Ce n’est pas les acteurs culturels qui diront le contraire, eux qui ont collaboré avec l’artiste, de la plus belle des manières.
« Artiste apprécié du public, il aura marqué de nombreux Ivoiriens par son énergie, sa simplicité et sa présence sur la scène culturelle. Nous gardons également le souvenir de sa participation à l’activité de l’espace enfant du Festival Nihidaley 2025, aux côtés des tout-petits, dans un moment de joie et de partage que les enfants n’oublieront pas. Nous garderons également le souvenir d’un homme discret, simple et sociable. Toujours disponible, il exprimait avec enthousiasme sa volonté de participer aux différentes activités et avait même partagé son désir de revenir lors de la prochaine édition du Festival Nihidaley », a révélé Solange Fatima Mabri, l’épouse d’Abdallah Albert Toikeusse, ministre, conseiller à la présidence de la République.

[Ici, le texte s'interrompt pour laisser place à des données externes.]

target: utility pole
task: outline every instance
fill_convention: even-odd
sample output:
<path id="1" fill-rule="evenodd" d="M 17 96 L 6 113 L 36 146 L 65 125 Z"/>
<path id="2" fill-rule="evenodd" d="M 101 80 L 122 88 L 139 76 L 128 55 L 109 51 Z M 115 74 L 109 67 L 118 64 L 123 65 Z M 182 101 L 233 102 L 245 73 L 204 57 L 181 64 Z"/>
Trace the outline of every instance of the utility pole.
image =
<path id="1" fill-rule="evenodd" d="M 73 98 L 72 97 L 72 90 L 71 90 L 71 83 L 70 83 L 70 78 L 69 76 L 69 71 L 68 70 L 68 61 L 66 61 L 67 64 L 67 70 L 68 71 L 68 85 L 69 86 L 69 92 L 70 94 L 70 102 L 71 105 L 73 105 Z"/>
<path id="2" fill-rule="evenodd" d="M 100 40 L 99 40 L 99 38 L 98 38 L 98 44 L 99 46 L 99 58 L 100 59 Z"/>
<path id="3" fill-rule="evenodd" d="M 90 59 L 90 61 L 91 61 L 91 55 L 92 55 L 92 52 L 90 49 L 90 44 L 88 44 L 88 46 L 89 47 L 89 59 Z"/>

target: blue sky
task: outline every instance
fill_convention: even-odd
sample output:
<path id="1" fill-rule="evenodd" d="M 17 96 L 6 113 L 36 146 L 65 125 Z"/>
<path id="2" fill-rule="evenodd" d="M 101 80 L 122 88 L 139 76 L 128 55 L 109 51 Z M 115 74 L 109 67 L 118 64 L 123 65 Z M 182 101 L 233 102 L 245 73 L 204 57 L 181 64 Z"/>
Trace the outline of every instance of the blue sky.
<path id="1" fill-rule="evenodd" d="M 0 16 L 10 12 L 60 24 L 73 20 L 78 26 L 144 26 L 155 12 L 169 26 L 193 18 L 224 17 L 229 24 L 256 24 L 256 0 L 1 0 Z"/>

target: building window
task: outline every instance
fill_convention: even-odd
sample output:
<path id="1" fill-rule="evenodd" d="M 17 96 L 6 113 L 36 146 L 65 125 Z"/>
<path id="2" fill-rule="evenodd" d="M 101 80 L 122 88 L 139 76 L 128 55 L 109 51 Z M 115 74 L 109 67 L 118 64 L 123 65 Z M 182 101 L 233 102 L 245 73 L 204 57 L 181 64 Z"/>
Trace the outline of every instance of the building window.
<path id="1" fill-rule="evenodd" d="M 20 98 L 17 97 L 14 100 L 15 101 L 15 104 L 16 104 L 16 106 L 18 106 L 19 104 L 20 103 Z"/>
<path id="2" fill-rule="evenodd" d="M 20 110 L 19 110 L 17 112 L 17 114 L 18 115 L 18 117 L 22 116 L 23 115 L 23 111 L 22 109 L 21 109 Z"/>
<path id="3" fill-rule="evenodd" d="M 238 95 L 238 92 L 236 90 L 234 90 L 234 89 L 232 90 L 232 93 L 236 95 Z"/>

Porté sur la réalisation des œuvres sociales, Abomé l'Éléphant a marqué son existence dans ce domaine. Ce qui lui vaut ce témoigne du Centre national de transfusion sanguine - CNTS Côte d'Ivoire. « Le CNTS-CI apprend avec une immense tristesse le décès de l'artiste ivoirien Abomé l'Éléphant. Il y a peu, il était encore parmi nous, allongé sur ce fauteuil bleu, souriant, donnant son sang sans hésiter. Il était ambassadeur du don de sang et cette image restera gravée dans notre mémoire », a informé la structure.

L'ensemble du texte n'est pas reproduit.